Structure and routines consist of tasks that we need to do each day. Routines are NOT overrated! They provide structure, normalcy, predictability, expectations, order, and comfort to your child. They give children a sense of security, no matter what is happening in the world around them.
The most important routines are there to maintain a balanced life pattern for your child. Some examples of routines are morning, transitions, and bedtime. Depending on the age of the child and the expectations of the parent, children may or may not be able to complete these daily tasks by themselves. So, how can you help your child have structure and routines at home? Have a parent/child craft time of making a household chart with pictures or words to help them understand what task they have to perform next before they can get a reward (TV/ iPad/toys).
Set a consistent time to wake up every morning.
Do the same actions each morning, such as get out of bed, get dressed, eat breakfast, brush your teeth, etc.
Transitions are routines that children will perform to help them move into the next activity. Some children can struggle with starting and stopping activities, so these will help.
Give them a “heads up” that the activity will soon end
Children can begin to tell time between ages 5 – 6. So, a child younger than age 5 will need an alternate cue. So avoid saying, “We are going to leave in 5 minutes.” The 4-year-old will not understand time. Instead, you might say, “We are going to leave when I put my tennis shoes on.”
Consider using a timer so your child will have an audible cue that the activity is over
Try to make the transition “fun” for the child by singing or playing music
Give praise to a child when they have a successful and smooth transition
Consider using a “comfort” item the child prefers if the transition is difficult
You can practice the transition so the child will understand and know what to expect.

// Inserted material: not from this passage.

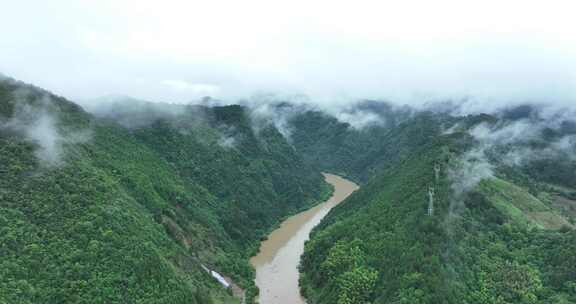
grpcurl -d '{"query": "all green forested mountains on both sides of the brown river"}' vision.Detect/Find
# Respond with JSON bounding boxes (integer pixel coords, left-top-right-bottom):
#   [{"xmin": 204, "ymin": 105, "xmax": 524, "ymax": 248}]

Preparation and planning for the next day: Pick out clothing for the next day, make lunch and have the child pack the backpack or bag with everything ready to go so it is easy to grab and go in the morning
Reduce screen time at least 30 minutes to an hour before bedtime
Do the same bedtime routine: change into PJs and brush your teeth
Do a calming activity like reading to your child or saying a prayer with your child (or both) just do the same thing every evening
As adults, we have had many years to practice and develop our routines. As children carry out their routines, they adapt their behaviors and learning occurs. We naturally get better at the things we do all of the time and “practice makes perfect!” Children rely on adults to provide them with a schedule. This allows them to accept the changes in the world and become independent in their future adult lives; such as knowing when to brush their teeth, dress, and do homework.
When a child’s routines are disrupted, as all routines were during the pandemic, a parent might see an increase in “bad behaviors,” poor mental health, increased screen time, and poor sleep. Structure and routines help decrease these outbursts and meltdowns. If a parent continually gives into a child’s behavior so they will ‘STOP’, the outbursts and meltdowns then become a ‘Learned Behavior’. This is why schedules and routines will ultimately be the better alternatives in the long run.
The only thing we know for sure about the future is that things will change. Children go to daycare, meet new classmates and teachers every year, parents unexpectedly go out of town for work, and parents get divorced or move. The list goes on; however, children can transition better with the help of routines and structure. It teaches them how to perform everyday duties, follow directions/rules and respect their parents or other adults. Additionally, it gives them a sense of security and accomplishment that they can take with them as they grow.